I think I've seen this before - the use in the conversion is elided in the vector path via recognizing a pattern of a pattern - that makes it not part of the SLP
tree and thus left as SLP_TYPE (..) = loop_vect, fooling the live computation.

vect_detect_hybrid_slp now does this in a more correct way but the original
worklist seeding has to be done differently for BB SLP.

Comment 3 GCC Commits 2022-01-12 19:57:49 UTC

The master branch has been updated by Uros Bizjak <uros@gcc.gnu.org>:

https://gcc.gnu.org/g:cb46559cea1d554cef1138db5bfbdd0647ffbc0d

commit r12-6535-gcb46559cea1d554cef1138db5bfbdd0647ffbc0d
Author: Uros Bizjak <ubizjak@gmail.com>
Date:   Wed Jan 12 20:57:12 2022 +0100

    testsuite: Compile gcc.target/i386/pr103861-3.c with -fno-vect-cost-model [PR103941]
    
    2022-01-12  UroÅ¡ Bizjak  <ubizjak@gmail.com>
    
    gcc/testsuite/ChangeLog:
    
            PR target/103941
            * gcc.target/i386/pr103861-3.c (dg-options): Add -fno-vect-cost-model.
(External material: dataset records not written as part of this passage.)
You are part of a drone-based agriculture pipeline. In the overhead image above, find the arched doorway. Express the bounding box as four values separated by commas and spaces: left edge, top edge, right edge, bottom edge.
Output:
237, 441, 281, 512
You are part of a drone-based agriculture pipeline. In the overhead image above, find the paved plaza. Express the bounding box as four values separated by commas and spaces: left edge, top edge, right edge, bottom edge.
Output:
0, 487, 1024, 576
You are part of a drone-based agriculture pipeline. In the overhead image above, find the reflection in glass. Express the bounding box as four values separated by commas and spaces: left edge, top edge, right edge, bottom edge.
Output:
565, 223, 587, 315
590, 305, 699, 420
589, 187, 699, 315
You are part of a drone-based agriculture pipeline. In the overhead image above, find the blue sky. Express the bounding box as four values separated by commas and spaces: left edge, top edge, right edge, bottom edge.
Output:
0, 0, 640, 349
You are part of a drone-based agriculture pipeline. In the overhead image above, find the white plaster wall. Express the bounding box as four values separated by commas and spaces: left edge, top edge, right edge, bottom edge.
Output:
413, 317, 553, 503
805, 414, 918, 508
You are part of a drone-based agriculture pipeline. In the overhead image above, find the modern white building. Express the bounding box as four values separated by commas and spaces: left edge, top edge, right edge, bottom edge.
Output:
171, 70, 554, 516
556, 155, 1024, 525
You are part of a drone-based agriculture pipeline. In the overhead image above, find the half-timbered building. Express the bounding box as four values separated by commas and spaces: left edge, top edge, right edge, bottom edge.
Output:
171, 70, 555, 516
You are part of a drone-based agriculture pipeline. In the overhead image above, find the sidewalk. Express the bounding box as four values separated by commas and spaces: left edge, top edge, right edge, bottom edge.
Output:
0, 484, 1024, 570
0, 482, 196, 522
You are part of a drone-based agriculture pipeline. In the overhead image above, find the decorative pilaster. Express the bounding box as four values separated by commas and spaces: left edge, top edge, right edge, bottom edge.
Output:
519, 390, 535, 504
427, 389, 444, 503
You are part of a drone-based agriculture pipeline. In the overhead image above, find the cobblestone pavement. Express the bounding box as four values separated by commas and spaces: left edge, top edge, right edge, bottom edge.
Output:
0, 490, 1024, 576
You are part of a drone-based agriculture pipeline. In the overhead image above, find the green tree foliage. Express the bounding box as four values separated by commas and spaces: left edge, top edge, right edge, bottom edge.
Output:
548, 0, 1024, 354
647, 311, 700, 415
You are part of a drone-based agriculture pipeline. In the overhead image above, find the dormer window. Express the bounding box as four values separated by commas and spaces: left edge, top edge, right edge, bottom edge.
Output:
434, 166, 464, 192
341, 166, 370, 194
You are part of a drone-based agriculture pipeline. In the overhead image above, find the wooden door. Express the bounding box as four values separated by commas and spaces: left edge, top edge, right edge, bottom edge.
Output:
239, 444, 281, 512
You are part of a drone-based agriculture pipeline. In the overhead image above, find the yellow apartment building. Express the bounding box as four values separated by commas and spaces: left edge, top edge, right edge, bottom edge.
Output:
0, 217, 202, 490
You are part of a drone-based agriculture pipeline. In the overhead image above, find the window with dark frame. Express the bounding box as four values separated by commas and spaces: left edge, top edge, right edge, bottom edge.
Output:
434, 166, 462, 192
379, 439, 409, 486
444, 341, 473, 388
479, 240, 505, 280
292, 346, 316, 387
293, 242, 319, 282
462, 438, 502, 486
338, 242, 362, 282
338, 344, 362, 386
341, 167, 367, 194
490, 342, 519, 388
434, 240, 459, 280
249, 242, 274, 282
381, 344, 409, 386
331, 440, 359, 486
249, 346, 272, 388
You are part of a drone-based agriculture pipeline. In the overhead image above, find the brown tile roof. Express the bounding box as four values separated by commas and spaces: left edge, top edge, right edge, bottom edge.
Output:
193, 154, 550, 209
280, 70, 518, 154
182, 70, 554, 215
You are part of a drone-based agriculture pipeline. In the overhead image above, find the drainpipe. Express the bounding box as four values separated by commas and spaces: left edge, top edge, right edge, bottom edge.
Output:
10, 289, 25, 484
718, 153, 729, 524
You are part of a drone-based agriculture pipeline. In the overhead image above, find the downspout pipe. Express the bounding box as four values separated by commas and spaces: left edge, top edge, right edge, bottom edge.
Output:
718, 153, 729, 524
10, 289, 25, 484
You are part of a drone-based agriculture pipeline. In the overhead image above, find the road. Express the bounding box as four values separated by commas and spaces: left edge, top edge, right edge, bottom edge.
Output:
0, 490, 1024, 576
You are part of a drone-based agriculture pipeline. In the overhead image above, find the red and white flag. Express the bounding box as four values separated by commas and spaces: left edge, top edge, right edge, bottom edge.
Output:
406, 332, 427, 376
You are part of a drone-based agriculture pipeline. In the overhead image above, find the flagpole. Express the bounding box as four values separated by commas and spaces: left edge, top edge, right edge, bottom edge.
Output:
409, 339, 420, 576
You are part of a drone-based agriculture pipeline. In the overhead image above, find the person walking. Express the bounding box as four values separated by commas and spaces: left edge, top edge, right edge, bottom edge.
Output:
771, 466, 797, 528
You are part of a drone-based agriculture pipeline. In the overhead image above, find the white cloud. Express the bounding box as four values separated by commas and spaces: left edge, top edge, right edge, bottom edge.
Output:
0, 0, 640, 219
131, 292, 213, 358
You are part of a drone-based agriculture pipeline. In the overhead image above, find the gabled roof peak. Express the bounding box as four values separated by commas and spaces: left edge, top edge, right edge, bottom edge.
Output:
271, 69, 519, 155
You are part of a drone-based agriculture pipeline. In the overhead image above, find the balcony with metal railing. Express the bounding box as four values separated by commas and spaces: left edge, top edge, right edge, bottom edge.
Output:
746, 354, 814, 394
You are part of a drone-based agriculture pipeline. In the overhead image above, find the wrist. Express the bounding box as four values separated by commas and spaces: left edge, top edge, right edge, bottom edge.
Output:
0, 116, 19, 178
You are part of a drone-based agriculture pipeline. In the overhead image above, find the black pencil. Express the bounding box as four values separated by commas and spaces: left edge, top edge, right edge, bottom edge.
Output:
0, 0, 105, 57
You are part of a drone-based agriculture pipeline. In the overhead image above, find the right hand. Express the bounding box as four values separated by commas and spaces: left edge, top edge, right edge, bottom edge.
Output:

Comment 4 Richard Biener 2022-01-26 12:42:42 UTC

Another testcase where this occurs:

void foo (int *c, float *x, float *y)
{
  c[0] = x[0] < y[0];
  c[1] = x[1] < y[1];
  c[2] = x[2] < y[2];
  c[3] = x[3] < y[3];
}

Comment 5 GCC Commits 2022-04-19 14:42:48 UTC

The master branch has been updated by Richard Biener <rguenth@gcc.gnu.org>:

https://gcc.gnu.org/g:353434b65ef7972172597d232ae17022d9a57244

commit r12-8195-g353434b65ef7972172597d232ae17022d9a57244
Author: Richard Biener <rguenther@suse.de>
Date:   Wed Apr 13 13:49:45 2022 +0200

    tree-optimization/104010 - fix SLP scalar costing with patterns
    
    When doing BB vectorization the scalar cost compute is derailed
    by patterns, causing lanes to be considered live and thus not
    costed on the scalar side.  For the testcase in PR104010 this
    prevents vectorization which was done by GCC 11.  PR103941
    shows similar cases of missed optimizations that are fixed by
    this patch.
    
    2022-04-13  Richard Biener  <rguenther@suse.de>
    
            PR tree-optimization/104010
            PR tree-optimization/103941
            * tree-vect-slp.cc (vect_bb_slp_scalar_cost): When
            we run into stmts in patterns continue walking those
            for uses outside of the vectorized region instead of
            marking the lane live.
    
            * gcc.target/i386/pr103941-1.c: New testcase.
            * gcc.target/i386/pr103941-2.c: Likewise.

Comment 6 Richard Biener 2022-04-19 14:44:32 UTC

Fixed on trunk via the PR104010 regression fix.